For security reasons, we do not provide pre-built binaries. You need to check out the repo and build the Wormhole binaries from source. A Git repo is much harder to tamper with than release binaries.

To build Wormhole, you need:

...plus the same library dependencies as Solana itself:

# Debian and friends
sudo apt-get install libssl-dev libudev-dev pkg-config zlib1g-dev llvm clang

# Red Hat and friends
sudo yum install openssl-devel pkg-config gcc gcc-c++ clang git make zlib-devel llvm systemd-devel

It is very important to use a sufficiently recent Go version that includes a fix for CVE-2020-28362.

If your Linux distribution has recent enough packages for these, it's preferable to use those and avoid the extra third-party build dependency.

First, check out the version of the Wormhole repo that you want to deploy:

git clone https://github.com/certusone/wormhole && cd wormhole
git checkout v0.1.1

Then, compile the release binaries as an unprivileged build user:

make agent bridge

You'll end up with the following binaries in build/:

  • guardiand is the main Wormhole bridge node software.
  • guardiand-solana-agent is a helper service which runs alongside Wormhole and exposes a gRPC API for Wormhole to interact with Solana and the Wormhole contract on Solana.

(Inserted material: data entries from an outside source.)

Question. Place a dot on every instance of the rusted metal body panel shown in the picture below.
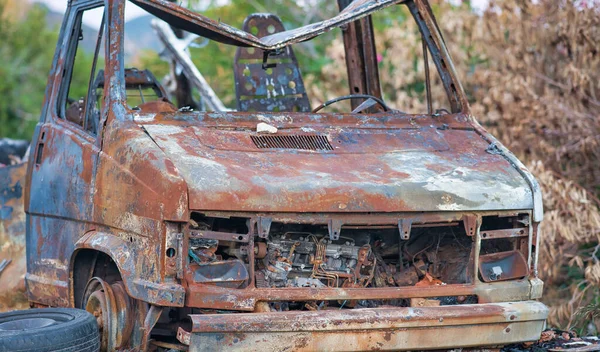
(411, 164)
(123, 206)
(216, 30)
(398, 329)
(12, 230)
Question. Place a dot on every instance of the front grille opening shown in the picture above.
(303, 255)
(496, 222)
(298, 142)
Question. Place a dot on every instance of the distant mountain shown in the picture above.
(139, 34)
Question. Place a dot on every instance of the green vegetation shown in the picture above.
(26, 59)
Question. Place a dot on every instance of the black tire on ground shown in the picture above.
(49, 329)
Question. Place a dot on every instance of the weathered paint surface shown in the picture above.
(369, 329)
(389, 163)
(12, 231)
(128, 192)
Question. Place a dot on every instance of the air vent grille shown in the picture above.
(301, 142)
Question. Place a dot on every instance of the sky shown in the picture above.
(132, 11)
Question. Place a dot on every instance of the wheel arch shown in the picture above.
(122, 254)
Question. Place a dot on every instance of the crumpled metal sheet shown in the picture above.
(190, 21)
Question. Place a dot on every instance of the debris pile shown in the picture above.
(557, 340)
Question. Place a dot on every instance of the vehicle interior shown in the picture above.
(267, 74)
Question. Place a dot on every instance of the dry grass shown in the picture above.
(533, 75)
(532, 72)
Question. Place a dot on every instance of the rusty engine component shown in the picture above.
(277, 228)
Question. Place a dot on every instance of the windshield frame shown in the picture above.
(420, 9)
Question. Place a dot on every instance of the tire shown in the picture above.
(49, 329)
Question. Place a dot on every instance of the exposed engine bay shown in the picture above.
(364, 258)
(305, 255)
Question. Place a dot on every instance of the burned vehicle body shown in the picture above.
(374, 229)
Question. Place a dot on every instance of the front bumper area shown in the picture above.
(390, 328)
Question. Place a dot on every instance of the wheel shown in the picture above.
(112, 308)
(48, 329)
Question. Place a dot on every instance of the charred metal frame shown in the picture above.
(133, 216)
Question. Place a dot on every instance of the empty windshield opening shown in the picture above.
(296, 78)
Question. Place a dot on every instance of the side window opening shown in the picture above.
(81, 99)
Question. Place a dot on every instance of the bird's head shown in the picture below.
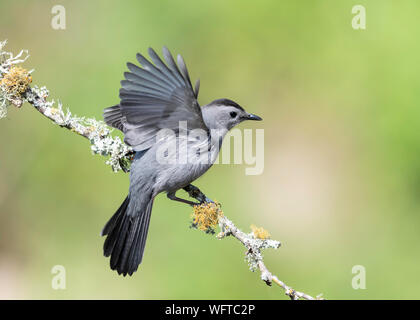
(224, 114)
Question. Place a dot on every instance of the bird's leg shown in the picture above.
(172, 196)
(196, 193)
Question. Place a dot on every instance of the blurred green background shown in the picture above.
(341, 185)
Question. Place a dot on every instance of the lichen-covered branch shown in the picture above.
(15, 89)
(209, 214)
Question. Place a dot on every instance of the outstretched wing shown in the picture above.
(153, 97)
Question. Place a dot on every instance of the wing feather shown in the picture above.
(154, 96)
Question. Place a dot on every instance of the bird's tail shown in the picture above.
(126, 233)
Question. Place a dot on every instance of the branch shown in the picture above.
(15, 89)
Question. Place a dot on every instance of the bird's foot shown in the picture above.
(196, 193)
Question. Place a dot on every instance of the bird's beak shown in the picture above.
(251, 116)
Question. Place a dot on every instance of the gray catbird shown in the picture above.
(154, 100)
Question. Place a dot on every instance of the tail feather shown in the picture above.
(126, 237)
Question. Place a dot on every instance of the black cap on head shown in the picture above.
(226, 102)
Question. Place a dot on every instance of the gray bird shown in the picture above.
(155, 99)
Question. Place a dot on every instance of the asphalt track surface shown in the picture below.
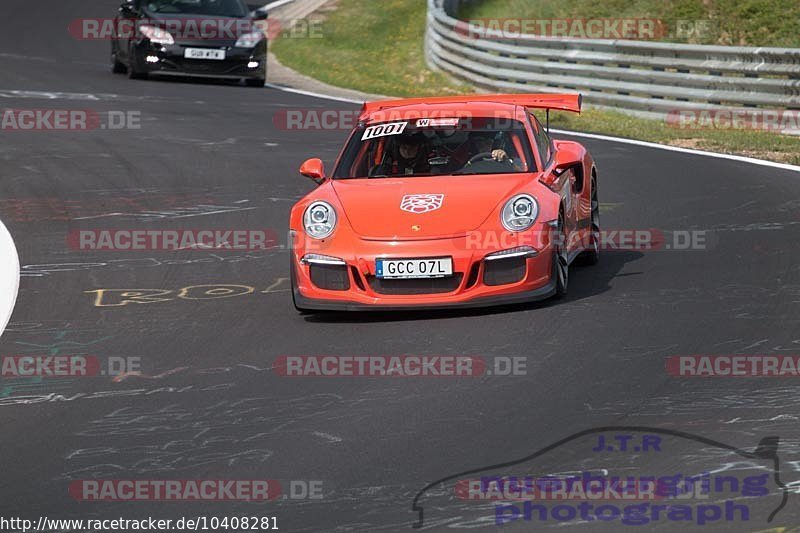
(208, 406)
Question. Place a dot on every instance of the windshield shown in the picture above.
(218, 8)
(437, 146)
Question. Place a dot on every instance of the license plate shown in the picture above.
(203, 53)
(414, 268)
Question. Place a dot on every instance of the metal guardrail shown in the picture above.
(648, 78)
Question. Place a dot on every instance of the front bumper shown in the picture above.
(353, 286)
(171, 61)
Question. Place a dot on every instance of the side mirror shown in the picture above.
(260, 14)
(567, 156)
(128, 6)
(314, 169)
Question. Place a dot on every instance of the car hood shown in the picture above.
(209, 30)
(434, 207)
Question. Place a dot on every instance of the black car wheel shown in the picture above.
(116, 66)
(133, 73)
(592, 255)
(560, 263)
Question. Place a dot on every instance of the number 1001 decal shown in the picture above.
(383, 130)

Consider these recommendations, not a tutorial to be followed blindly. You'll want to integrate this with your existing build pipeline. If you need Dockerfile examples, you can take a look at our devnet deployment.

If you want to compile and deploy locally, you can run sudo make install to install the binaries to /usr/local/bin.

If you deploy using a custom pipeline, you need to set the CAP_IPC_LOCK capability on the binary (e.g. doing the equivalent to sudo setcap cap_ipc_lock=+ep) to allow it to lock its memory pages to prevent them from being paged out. See below on why - this is a generic defense-in-depth mitigation which ensures that process memory is never swapped out to disk. Please create a GitHub issue if this extra capability represents an operational or compliance concern.

Key Generation

To generate a guardian key, install guardiand first. If you generate the key on a separate machine, you may want to compile guardiand only, without compiling the agent or installing it:

make bridge
sudo setcap cap_ipc_lock=+ep ./build/bin/guardiand

Generate a new key using the keygen subcommand:

guardiand keygen --desc "Testnet key foo" /path/to/your.key

The key file includes a human-readable part that includes the public key and the description.

Deploying

We strongly recommend a separate user and systemd services for both services.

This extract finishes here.